You Can Eat Your Way Through History Along Tulsa's Stretch of Route 66
Briefly

You Can Eat Your Way Through History Along Tulsa's Stretch of Route 66
"What follows is not a complete accounting of everything worth eating along Oklahoma's 400 miles, but a guide to the places where the road's food history is still alive. And worth the drive. In northeast Oklahoma, Clanton's Cafe in Vinita has not once reinvented itself. Since 1927, four generations of the Clanton family have served the same chicken-fried steak, the same cream gravy, the same crumbly cobbler their great-grandparents put on the menu during the Coolidge administration."

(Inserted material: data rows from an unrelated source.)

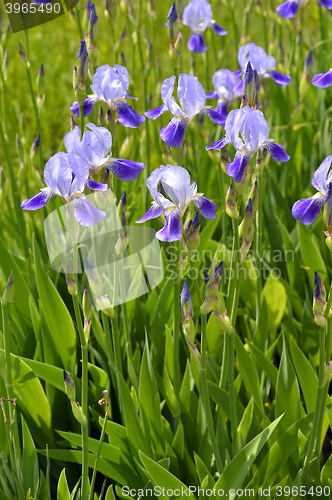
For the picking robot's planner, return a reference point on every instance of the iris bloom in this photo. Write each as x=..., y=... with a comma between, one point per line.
x=289, y=9
x=198, y=16
x=172, y=192
x=225, y=84
x=110, y=87
x=95, y=151
x=262, y=63
x=323, y=80
x=306, y=211
x=247, y=130
x=66, y=176
x=192, y=99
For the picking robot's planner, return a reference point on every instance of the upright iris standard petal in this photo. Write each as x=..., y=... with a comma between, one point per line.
x=125, y=170
x=196, y=43
x=37, y=201
x=288, y=9
x=247, y=130
x=88, y=106
x=307, y=210
x=172, y=191
x=192, y=100
x=110, y=86
x=173, y=134
x=323, y=80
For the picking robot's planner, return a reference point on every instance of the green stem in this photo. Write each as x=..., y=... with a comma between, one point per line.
x=101, y=440
x=176, y=327
x=9, y=382
x=258, y=241
x=84, y=428
x=314, y=440
x=230, y=338
x=13, y=185
x=205, y=388
x=34, y=103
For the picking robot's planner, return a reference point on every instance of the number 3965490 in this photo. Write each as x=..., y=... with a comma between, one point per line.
x=32, y=8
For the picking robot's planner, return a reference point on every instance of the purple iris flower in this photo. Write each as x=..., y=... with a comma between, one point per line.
x=95, y=151
x=66, y=175
x=323, y=80
x=172, y=191
x=110, y=86
x=198, y=16
x=262, y=63
x=192, y=98
x=225, y=84
x=307, y=210
x=247, y=130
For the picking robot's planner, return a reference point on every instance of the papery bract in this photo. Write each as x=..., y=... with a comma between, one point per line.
x=66, y=176
x=192, y=99
x=247, y=130
x=198, y=16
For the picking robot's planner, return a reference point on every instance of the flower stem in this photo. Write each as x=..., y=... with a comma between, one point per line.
x=176, y=325
x=205, y=388
x=314, y=440
x=258, y=240
x=230, y=338
x=101, y=440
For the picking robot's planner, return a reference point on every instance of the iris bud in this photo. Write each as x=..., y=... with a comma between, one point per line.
x=247, y=231
x=69, y=385
x=9, y=293
x=71, y=283
x=104, y=305
x=78, y=412
x=319, y=302
x=231, y=208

Route 66 in Oklahoma runs about 400 miles as a two-lane highway that helped families flee the Dust Bowl and soldiers return home. Oklahoma became a state in 1907, and the highway arrived nearly 20 years later, aligning the state’s growth with Route 66’s centennial and America’s 250th birthday. Food developed along the road because travelers needed reasons to stop, including pasties sold by a Cornish immigrant and a steakhouse opened by a Lebanese family to feed oil-field workers. The region includes long-running family restaurants and signature dishes such as the fried onion burger from El Reno, which spread beyond Oklahoma. Modern food incubators and marketplaces also support entrepreneurs from many countries, keeping the road’s food history active.